Research and Whitepapers

Research and whitepapers play a significant role in advancing the field of AI and keeping up with the latest developments. LRQA have tasked our researchers to produce a whitepaper that will offer some insight into the risks when implementing AI models in the business. Watch this space for future updates!

Regular News and Updates

Staying informed about the latest news and updates in the AI industry is crucial for understanding emerging trends, breakthroughs, and regulatory developments. LRQA plan on providing regular news updates and blogs dedicated to the goings on in the world of security related to AI to help keep our customers up to date on the rapidly changing regulatory frameworks and active exploits.

AI Vulnerabilities

This is perhaps the area our consultants are most eager to explore, there are numerous attack paths that could lead to data exposure within an AI model. It looks as though regulation and design is sometimes outpaced by the ingenuity of threat actors. LRQA will be looking to take a proactive approach rather than a reactive one and dedicate time to identifying issues before they become exploitable.

  • Poisoning – Should an attacker gain access to or be able to influence the training dataset. They can then poison the data by altering entries or injecting the training dataset with tampered data. And by doing so, they can achieve two things: lower the overall accuracy of the model or add adversarial patters to generate predictable outcomes.
  • Back Doors – A back door can lead on from poisoning and is a technique that implants secret behaviours into trained ML models by, for example, implementing hard-coded functions to certain parts of the model to manipulate the output.
  • Reverse Engineering – Although less likely as an attacker would first need access to the model itself, reverse engineering a model could assist an attacker in developing further, and more targeted exploits in order to compromise the model. Additionally, is some cases it would be possible to extract sensitive training data from the model file
  • Hallucinations – This is particularly inventive and involves the creation of deceptive URLs, references, or complete code libraries and functions that do not actually exist.

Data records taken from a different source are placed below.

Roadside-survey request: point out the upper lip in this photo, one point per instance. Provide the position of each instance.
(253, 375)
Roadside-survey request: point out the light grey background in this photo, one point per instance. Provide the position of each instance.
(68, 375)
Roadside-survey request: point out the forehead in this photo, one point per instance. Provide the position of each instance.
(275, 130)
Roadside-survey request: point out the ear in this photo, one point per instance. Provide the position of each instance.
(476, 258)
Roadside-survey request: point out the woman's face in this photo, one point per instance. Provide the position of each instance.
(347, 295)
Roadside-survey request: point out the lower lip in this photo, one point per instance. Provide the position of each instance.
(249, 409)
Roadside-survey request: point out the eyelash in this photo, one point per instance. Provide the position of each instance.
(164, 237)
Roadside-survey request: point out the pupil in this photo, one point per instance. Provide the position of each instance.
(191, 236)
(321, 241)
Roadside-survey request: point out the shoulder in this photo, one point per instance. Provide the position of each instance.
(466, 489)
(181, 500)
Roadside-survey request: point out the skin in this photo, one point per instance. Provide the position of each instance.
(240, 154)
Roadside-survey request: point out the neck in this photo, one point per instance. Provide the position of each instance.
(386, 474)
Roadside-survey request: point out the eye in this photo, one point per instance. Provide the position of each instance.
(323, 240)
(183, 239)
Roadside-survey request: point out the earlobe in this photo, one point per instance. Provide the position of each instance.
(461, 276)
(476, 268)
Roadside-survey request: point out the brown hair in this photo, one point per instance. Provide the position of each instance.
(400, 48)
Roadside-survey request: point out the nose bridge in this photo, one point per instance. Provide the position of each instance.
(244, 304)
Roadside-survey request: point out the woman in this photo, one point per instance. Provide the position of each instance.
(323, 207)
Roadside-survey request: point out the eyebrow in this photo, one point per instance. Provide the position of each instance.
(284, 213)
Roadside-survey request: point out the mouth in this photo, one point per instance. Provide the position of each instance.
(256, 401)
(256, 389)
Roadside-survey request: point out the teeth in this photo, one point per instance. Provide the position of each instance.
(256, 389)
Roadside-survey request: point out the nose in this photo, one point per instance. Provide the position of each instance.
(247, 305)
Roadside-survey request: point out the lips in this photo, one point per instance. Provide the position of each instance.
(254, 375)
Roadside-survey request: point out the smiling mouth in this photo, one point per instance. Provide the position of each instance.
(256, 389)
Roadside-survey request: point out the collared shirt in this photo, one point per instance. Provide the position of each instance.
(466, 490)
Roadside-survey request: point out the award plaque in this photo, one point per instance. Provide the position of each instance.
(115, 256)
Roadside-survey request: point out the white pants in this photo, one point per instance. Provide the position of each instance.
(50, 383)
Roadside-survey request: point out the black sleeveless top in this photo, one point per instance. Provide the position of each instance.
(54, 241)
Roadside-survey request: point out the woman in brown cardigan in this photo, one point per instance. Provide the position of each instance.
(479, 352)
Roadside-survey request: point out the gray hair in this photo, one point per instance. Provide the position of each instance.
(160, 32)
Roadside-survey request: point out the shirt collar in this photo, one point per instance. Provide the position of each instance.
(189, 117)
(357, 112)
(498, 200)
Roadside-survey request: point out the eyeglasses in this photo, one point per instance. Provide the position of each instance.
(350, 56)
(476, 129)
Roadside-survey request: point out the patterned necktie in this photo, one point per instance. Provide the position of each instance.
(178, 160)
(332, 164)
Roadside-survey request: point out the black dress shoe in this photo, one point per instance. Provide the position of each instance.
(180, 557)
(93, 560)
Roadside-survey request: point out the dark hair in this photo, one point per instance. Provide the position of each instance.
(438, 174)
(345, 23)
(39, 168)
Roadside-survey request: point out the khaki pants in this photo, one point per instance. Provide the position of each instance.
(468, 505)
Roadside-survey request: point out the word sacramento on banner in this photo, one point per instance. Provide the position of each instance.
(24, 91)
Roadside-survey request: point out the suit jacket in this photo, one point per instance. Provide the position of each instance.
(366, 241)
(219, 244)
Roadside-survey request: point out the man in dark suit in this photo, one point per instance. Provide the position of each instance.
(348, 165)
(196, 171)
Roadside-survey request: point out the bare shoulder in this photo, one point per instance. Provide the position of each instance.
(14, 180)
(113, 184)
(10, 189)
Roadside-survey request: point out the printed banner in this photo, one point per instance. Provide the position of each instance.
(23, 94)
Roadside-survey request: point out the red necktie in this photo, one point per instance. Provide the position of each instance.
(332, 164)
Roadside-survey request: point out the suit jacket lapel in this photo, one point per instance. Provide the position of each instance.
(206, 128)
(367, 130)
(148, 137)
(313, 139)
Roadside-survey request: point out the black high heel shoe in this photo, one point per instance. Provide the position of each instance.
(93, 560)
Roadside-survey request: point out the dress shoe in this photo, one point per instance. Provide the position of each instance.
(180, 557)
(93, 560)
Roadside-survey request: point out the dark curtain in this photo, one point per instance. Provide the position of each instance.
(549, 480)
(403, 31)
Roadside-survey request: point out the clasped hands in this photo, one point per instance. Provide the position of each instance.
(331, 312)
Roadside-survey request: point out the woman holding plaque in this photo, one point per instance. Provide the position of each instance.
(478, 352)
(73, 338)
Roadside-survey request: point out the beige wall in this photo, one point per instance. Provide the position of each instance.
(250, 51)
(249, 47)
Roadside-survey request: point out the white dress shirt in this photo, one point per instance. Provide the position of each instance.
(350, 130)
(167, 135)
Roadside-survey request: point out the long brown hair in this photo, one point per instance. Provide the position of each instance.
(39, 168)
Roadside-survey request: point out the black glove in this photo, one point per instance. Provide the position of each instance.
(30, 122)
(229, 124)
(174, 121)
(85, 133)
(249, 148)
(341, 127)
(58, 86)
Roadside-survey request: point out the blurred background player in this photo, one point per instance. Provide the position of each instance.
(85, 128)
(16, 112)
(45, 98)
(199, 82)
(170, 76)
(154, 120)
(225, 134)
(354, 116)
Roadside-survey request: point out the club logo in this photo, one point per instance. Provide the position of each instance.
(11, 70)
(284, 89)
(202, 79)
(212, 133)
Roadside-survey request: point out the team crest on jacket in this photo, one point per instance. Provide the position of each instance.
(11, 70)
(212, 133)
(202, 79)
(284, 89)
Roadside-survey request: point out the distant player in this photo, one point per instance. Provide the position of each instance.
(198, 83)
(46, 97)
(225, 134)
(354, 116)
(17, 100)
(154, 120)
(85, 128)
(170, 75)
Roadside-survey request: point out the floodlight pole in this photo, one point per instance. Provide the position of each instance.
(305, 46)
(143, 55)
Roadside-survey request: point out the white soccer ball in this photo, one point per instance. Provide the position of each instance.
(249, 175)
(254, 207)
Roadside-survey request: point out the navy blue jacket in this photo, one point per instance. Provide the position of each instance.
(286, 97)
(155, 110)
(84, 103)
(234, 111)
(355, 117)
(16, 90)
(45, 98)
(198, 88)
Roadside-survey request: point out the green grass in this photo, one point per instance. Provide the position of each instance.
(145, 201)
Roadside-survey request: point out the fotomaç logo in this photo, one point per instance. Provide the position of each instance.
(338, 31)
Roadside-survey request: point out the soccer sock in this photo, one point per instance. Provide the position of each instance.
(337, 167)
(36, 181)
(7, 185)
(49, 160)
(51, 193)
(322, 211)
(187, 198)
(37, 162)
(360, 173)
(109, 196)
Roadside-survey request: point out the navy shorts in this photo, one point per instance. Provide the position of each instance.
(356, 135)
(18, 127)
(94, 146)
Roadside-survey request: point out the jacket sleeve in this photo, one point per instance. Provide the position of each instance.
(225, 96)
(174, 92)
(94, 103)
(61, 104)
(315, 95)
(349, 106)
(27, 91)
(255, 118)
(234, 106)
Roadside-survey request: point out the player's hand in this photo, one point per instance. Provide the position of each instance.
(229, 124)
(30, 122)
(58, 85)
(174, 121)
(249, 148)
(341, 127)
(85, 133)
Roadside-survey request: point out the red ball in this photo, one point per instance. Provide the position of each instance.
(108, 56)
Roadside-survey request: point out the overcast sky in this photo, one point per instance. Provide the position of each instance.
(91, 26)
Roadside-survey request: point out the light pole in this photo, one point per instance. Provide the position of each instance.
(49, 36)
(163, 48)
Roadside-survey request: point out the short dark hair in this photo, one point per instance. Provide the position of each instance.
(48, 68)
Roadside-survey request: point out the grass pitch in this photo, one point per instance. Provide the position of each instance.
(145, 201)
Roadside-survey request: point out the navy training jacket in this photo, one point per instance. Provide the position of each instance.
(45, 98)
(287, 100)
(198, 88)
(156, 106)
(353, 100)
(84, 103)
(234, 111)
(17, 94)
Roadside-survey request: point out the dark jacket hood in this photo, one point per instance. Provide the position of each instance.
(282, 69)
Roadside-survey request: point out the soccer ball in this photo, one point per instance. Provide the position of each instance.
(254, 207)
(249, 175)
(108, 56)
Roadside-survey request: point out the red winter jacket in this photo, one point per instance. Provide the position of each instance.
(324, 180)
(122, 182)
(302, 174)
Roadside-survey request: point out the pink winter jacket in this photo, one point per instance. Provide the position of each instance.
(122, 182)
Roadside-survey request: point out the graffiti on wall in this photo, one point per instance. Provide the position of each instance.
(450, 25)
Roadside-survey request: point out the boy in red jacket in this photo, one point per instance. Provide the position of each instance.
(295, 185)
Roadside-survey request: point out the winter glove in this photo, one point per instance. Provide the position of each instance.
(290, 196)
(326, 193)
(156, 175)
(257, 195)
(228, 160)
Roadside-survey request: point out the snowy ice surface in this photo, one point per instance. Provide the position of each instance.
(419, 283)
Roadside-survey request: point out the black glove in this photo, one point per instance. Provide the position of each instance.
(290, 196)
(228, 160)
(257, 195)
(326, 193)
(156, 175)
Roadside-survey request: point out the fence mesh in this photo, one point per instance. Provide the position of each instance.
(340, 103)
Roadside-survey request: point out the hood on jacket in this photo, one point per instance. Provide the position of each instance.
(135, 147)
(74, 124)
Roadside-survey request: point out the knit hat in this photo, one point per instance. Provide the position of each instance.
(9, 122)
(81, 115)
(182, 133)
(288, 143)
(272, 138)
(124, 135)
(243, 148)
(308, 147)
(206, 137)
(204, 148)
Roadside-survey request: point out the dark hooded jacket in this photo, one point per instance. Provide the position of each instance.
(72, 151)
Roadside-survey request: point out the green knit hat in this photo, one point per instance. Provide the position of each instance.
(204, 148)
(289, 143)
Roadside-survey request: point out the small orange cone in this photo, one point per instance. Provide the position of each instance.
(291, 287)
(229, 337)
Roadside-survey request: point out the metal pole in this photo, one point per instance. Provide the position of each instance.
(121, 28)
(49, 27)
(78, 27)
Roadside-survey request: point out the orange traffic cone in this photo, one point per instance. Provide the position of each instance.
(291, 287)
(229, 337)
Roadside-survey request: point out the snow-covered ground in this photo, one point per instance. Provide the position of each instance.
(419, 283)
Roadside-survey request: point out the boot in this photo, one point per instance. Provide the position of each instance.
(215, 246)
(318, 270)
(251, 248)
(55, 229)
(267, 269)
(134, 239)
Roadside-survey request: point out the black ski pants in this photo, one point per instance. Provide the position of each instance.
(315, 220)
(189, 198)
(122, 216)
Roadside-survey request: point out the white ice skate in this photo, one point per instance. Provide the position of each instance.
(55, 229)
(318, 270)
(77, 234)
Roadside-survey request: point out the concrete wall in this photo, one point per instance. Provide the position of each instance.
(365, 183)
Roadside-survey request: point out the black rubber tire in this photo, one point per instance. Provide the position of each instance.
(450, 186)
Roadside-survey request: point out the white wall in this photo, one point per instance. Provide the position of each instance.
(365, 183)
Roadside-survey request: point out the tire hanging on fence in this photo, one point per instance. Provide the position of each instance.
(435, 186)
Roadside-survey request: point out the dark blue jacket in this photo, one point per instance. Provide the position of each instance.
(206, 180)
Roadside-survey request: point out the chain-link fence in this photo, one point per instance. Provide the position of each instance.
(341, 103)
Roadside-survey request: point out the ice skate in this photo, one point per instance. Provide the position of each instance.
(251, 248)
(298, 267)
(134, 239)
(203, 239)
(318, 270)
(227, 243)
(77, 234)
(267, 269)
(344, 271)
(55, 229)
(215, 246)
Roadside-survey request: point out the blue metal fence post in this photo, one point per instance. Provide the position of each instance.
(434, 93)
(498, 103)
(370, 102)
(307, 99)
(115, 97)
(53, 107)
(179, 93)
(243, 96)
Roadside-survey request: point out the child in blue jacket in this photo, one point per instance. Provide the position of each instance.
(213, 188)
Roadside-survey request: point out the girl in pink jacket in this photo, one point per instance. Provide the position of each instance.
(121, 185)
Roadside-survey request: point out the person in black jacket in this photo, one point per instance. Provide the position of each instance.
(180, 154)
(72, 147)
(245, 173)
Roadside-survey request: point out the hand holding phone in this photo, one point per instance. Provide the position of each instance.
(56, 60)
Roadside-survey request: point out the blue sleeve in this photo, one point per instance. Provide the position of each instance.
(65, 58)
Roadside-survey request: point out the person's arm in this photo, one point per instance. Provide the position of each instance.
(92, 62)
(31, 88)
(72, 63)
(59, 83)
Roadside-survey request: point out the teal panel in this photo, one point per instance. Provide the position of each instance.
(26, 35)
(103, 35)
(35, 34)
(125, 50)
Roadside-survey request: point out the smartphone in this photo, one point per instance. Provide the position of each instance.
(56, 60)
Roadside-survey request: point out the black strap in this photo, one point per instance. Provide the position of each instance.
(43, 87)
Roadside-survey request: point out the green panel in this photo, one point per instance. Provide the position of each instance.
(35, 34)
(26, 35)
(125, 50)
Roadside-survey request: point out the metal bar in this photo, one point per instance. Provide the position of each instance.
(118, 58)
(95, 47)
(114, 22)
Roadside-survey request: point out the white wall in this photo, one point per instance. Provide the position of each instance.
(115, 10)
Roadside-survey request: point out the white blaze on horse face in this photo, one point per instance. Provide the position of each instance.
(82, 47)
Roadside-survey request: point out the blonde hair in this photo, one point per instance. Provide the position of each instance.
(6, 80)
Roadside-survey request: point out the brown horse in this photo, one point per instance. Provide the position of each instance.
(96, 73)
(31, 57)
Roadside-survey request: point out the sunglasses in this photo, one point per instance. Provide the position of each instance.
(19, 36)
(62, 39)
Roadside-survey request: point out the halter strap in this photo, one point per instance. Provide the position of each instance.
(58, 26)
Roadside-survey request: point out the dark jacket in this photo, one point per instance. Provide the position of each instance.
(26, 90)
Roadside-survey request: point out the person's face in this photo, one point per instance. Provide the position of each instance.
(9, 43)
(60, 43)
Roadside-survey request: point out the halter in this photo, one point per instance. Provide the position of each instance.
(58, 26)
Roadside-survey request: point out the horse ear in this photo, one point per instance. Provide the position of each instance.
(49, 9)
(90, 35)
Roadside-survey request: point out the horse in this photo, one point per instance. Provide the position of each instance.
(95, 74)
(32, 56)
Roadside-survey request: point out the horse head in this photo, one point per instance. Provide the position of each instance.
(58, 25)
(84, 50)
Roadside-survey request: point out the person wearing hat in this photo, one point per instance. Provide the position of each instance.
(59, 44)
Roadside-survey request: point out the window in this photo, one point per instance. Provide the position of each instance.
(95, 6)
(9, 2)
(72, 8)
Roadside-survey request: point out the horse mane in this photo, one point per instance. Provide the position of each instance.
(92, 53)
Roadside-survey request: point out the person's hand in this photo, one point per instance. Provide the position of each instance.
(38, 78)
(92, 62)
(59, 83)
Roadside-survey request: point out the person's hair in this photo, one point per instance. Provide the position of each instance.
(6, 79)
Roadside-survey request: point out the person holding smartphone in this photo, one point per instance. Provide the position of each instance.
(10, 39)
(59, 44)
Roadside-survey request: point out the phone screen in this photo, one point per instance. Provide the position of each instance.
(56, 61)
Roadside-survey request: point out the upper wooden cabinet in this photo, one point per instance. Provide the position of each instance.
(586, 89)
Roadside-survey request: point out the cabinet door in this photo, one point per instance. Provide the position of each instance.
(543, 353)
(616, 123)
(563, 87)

When the model calls upon them, they inadvertently link output to attacker controlled resources.
  • Injection attacks: Preventing the injection of malicious code or commands into the AI system, which could lead to unauthorized access or manipulation of data.
  • Inadequate authentication and access controls: Ensuring proper authentication mechanisms are in place to verify the identity of users and restricting access to sensitive functions or data based on user roles and permissions.
  • Insecure data storage: Protecting sensitive data stored by the AI system by implementing encryption, access controls, and secure storage practices.
  • Insufficient input validation: Validating and sanitizing user inputs to prevent malicious inputs or code injections that could exploit vulnerabilities in the AI system.

Conclusion

The AI movement isn’t in the future, it’s here now. LRQA would be doing a disservice to ourselves and our clients if we weren’t prioritising the potential risks and regulatory challenges associated with it. This space will be a regular stream of informative content aimed at answering those questions that are emerging, and those that haven’t been considered yet.